MV-22 Operates with the MSC in the Pacific


First demonstrated in Bold Alligator 2012, the Osprey can land and operate off of a T-AKE supply ship.

Now this capability has been demonstrated in the Pacific.

U.S. Marine Corps MV-22B Osprey pilots conducted the first external lift of a Humvee from the USNS Sacagawea April 11 during exercise Freedom Banner 2013 at Subic Bay, Philippines.


U.S. Marines, sailors and civilians aboard the Sacagawea watched as the Osprey lifted the Humvee for the first time off the ship in order to demonstrate its capabilities and plan future lift operations from ship to shore.

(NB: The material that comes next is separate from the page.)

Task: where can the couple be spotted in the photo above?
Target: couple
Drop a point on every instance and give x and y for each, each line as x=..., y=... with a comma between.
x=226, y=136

The Osprey pilots, with Marine Medium Tiltrotor Squadron 265, Marine Aircraft Group 36, 1st Marine Aircraft Wing, III Marine Expeditionary Force conducted the lift with landing support specialists with Combat Logistics Regiment 37, 3rd Marine Logistics Group, III MEF. 


“I thought my guys did phenomenally considering the pressure was on as this was the first lift from the Sacagawea,” said U.S. Marine Sgt. Robert D. Gallini, a landing support specialist with the regiment. “Today, we demonstrated exactly what we set to do. 

The Osprey is capable of making external lifts from the ship. In the future, if something was needed on shore, this provides for a much more expedient and expeditionary delivery.”


Landing support specialists back away after connecting a Humvee to a U.S. Marine Corps MV-22B Osprey during external lift training at Subic Bay, Philippines, during exercise Freedom Banner 2013. The training was the first time an Osprey has conducted an external lift with the Sacagawea. (U.S. Marine Corps photo by Pfc. Kasey Peacock/Released) 

The Osprey pilots and landing specialist worked closely together throughout the week in preparation for the lift. 

It is extremely important that the communication between the air and ground is locked on when conducting lifts, according to U.S. Marine Capt. Kaho Ng, an Osprey pilot with the squadron.

“Our lift capabilities are only as good as the Marines on the ground attaching the equipment,” said Ng. “Today’s lift went well because the communication between the air and ground was locked on.”


Maritime resupply and reinforcement from ship to shore via aircraft is an expedient way to deliver supplies and equipment as well as help accomplish our mission in the Asia-Pacific region, explained Maj. Robert G. Barber, the maritime prepositioning force officer with Marine Forces Pacific. 

“As Marines we are expeditionary,” said Barber. “It is important that we have capabilities like this to be able to rapidly respond to any situation that would require military assistance.”


The Sacagawea is one of two T-AKE vessels that were incorporated into the joint Marine Corps-Navy Maritime Prepositioning Force at FB13. 

The integration of these vessels provides combatant commanders with the capability to selectively offload a variety of equipment and tailored sustainment packages to support the Marine Air-Ground Task Force both afloat and ashore. 

During exercise, the MV-22 moved both internal and external cargo during to support the MAGTF. More 31,000 rounds of .50 cal ammunition were transported and for the first time, an external sling load of a Humvee from a T-AKE vessel.